We’re now entering month 6 of our 15-month project researching this WMP-Trust partnership, funded by the ESRC Impact Acceleration Account, the City of Culture Trust and West Midlands Police.
Led by Professor Jackie Hodgson (School of Law, Director of Centre for Operational Police Research (COPR) working with Dr Rachel Lewis (School of Law), the research involves semi-structured interviews with a wide range of people in Coventry in order to examine the nature of the partnership, and to consider its benefits, its challenges, and its limitations.
So far, we have conducted over 50 interviews with individuals from WMP, the City of Culture Trust, Coventry city council, and a broad range of organisations in the city including arts and culture organisations, schools, charities, youth organisations, and community support groups.
For the next phase of our research, we’re conducting interviews and focus groups with members of the Coventry public, including those from seldom-heard groups whose experiences with and perceptions of the police may be challenging or complex.
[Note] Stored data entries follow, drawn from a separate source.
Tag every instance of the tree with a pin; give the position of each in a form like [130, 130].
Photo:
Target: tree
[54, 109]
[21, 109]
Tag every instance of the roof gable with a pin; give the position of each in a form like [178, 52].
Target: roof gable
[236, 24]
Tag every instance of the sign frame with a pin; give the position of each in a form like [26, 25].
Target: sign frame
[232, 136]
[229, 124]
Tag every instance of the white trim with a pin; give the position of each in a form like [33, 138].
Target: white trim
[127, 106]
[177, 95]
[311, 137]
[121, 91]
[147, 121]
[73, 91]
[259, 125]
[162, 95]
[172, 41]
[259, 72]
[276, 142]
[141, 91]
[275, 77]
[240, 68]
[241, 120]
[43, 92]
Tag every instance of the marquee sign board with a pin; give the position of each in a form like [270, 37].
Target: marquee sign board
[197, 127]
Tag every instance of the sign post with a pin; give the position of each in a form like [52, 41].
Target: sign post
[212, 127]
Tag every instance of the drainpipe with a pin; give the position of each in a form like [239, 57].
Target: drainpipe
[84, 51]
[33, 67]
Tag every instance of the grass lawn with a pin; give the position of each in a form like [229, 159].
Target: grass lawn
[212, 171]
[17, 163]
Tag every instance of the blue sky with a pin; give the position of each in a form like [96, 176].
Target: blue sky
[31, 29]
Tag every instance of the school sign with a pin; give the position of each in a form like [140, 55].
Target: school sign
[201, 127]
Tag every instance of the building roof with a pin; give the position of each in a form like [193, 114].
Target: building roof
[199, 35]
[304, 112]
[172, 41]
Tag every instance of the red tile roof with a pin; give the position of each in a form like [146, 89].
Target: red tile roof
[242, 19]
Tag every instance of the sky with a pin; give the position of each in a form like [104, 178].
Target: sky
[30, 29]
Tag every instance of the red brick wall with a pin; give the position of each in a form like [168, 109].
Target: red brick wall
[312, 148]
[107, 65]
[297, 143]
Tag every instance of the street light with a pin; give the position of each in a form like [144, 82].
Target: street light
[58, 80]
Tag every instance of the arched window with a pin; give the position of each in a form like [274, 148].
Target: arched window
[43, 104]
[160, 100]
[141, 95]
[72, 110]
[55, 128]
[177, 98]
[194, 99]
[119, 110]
We aim to engage with as wide a variety of individuals as possible in order to construct a detailed picture of organisational and individual responses to the partnership.
Later in the project, there will be a quantitative element, led by Professor Neil Stewart (WBS) working with Dr Gonzalez Iraizoz (WBS) to track how counts of crimes and incidents have changed over the City of Culture year.
Key research questions
Our research so far has raised a number of particularly interesting questions and challenges.
For a start, this partnership has been constructed and enacted within the context of a global pandemic which has inevitably precipitated enormous shifts in terms both of event planning and also working practices. How then can new and unfamiliar partners build close and mutually supportive relationships when remote working is required and when events are subject to frequent, and at times last-minute, alterations?
Secondly, the stated aims of WMP for this partnership are both challenging and difficult to measure – reducing crime, connecting with more vulnerable communities, and promoting diversity in their own recruitment are all complex to assess, particularly in the short term. And if the police are going to effect long-term changes in their own institutional practices, then how do the architects of the partnership show demonstrable benefits, both to those in positions of authority in WMP, and also to wider force colleagues?
And finally, while the police may be aiming to reach more vulnerable and/or marginalised communities through the partnership, there are unsurprisingly some within these communities whose relationship with the police is distrustful at best. To what extent then are people even willing to engage with initiatives in which the police are involved?
These are just some of the key challenges raised so far during the course of the research, and we’re looking forward to engaging further with these issues as the project unfolds.